If President Bush were to sign a bill that outlaws federal funding for all cloning, NIH would see its funds for cloning-dependent research into stem cells or genomics severely limited. Research would be greatly affected, partly because so many researchers are reliant on NIH funding. For example, five of the panel's members-Donahoe, Hogan, Jaffe, Weissman, and Edward McCabe-have received a total of 258 NIH grants since 1990.

Many of the ties that the NAS panel members have to companies, professional institutions, and NIH funds were absent from their short biographies posted at the NAS Web site.

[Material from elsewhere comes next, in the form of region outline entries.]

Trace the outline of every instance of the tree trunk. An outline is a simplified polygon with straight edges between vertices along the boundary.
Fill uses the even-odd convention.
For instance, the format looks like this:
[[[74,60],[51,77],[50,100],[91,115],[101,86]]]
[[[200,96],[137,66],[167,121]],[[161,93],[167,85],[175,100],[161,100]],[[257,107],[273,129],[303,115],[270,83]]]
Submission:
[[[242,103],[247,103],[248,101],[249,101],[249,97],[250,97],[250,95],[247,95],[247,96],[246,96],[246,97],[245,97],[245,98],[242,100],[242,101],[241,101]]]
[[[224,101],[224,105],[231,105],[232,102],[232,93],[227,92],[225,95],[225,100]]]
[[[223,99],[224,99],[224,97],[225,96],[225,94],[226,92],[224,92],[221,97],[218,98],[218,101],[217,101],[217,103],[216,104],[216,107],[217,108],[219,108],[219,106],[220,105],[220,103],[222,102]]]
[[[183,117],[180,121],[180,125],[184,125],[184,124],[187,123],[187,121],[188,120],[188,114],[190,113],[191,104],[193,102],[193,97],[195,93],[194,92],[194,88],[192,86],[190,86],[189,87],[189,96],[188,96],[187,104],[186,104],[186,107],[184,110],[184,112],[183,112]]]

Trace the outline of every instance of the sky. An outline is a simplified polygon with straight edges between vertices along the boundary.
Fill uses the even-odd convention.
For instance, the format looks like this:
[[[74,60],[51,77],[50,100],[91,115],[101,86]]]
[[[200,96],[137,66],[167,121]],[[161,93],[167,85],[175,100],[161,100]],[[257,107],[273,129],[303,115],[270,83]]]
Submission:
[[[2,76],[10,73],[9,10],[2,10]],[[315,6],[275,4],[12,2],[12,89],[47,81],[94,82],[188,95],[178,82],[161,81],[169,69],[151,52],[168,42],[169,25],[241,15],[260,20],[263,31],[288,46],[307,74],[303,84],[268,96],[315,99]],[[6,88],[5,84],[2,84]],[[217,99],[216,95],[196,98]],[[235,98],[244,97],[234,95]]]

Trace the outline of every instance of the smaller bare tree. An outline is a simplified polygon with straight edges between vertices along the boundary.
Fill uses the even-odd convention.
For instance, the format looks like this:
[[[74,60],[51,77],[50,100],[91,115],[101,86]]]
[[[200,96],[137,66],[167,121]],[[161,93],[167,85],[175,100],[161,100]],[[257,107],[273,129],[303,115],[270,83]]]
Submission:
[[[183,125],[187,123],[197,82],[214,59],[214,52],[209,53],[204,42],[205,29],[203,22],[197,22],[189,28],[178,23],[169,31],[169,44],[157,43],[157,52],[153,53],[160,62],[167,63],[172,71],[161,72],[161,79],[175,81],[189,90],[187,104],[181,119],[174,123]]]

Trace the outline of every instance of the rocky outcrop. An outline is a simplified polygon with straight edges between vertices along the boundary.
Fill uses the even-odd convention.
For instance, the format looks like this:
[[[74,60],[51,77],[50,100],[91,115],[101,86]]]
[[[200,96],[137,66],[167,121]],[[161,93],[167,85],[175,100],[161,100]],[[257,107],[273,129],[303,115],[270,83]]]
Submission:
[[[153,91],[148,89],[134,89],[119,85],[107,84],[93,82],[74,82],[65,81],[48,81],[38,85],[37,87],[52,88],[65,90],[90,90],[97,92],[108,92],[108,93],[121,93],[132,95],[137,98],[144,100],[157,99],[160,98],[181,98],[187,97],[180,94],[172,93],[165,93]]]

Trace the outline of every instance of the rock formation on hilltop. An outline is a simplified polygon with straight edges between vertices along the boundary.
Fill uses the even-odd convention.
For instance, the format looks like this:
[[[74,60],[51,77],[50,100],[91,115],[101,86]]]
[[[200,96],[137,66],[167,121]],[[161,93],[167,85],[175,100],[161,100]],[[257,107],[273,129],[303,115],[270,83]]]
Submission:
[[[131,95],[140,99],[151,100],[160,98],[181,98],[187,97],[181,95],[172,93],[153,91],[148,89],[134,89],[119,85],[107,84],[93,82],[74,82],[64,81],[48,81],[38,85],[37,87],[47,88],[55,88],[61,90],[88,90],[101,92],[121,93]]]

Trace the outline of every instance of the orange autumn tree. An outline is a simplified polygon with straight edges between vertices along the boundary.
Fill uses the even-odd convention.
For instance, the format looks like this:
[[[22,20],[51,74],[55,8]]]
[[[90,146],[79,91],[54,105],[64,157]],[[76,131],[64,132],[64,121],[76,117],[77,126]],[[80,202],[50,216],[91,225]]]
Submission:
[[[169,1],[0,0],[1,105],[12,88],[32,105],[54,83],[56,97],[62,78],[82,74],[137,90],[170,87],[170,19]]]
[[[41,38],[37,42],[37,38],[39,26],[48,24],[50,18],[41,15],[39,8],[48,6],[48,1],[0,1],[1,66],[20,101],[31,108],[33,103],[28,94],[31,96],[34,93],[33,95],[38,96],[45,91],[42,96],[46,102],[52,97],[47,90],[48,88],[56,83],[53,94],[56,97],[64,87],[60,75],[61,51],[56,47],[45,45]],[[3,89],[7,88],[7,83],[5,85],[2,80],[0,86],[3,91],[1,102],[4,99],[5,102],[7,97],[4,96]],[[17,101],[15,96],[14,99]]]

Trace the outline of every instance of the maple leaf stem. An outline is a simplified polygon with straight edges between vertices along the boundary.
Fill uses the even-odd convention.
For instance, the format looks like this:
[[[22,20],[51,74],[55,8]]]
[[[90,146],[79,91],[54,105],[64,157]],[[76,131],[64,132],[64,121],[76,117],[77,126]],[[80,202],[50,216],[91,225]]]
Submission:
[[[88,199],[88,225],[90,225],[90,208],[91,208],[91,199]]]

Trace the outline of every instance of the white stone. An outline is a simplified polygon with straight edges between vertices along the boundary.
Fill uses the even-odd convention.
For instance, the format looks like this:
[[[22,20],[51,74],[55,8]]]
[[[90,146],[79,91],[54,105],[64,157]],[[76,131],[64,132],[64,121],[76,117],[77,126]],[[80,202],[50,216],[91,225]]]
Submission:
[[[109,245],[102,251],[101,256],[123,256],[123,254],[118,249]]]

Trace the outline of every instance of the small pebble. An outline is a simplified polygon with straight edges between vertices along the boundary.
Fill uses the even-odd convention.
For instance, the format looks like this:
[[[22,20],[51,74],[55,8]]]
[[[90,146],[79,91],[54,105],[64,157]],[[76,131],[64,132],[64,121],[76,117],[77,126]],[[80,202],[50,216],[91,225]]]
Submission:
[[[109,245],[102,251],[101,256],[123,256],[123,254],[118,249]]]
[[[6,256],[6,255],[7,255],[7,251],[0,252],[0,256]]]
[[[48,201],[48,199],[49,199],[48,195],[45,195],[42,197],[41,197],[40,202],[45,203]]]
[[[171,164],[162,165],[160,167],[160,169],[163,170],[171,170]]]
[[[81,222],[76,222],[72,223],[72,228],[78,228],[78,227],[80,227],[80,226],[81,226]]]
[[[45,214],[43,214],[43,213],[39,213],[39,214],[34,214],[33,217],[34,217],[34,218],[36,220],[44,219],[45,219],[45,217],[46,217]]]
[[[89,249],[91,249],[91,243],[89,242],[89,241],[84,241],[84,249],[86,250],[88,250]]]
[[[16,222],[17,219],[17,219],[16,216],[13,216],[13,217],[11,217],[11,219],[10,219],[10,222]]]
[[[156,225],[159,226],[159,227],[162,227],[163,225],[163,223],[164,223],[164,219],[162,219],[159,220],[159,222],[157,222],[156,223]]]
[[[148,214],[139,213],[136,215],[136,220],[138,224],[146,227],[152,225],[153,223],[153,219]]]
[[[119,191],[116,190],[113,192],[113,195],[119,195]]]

For example, Galas cited his past ties to Chiroscience and Darwin Molecular, but he did not mention his affiliation with Blue Heron. At the NAS site (www.nationalacademies.org), there is no mention of Exelixis, founded by Rubin. Hogan, Hall, and Jaffe did not cite their roles in the professional societies, nor did they cite their links to FASEB.

Panel members are required to submit a full disclosure form, said Colglazier, of NAS. But "it is up to our discretion to decide what we put in the bios" released by the NAS, he said. Panel members, at their first meeting, do explain themselves to each other, disclosing any related work, Colglazier said.

Several of the panel members denied any conflict of interest, or said that it is manageable by proper disclosure. Moreover, said Rubin, all panel members have some link to industry and to sources of funds. "There are no people who are scientifically competent ... who don't have company connections or NIH funding. Money has to come from somewhere."

But when the panel's final report is released, said Colglazier, "we are going to look again at [NAS-provided biographies] to explain to the reader where these people are coming from."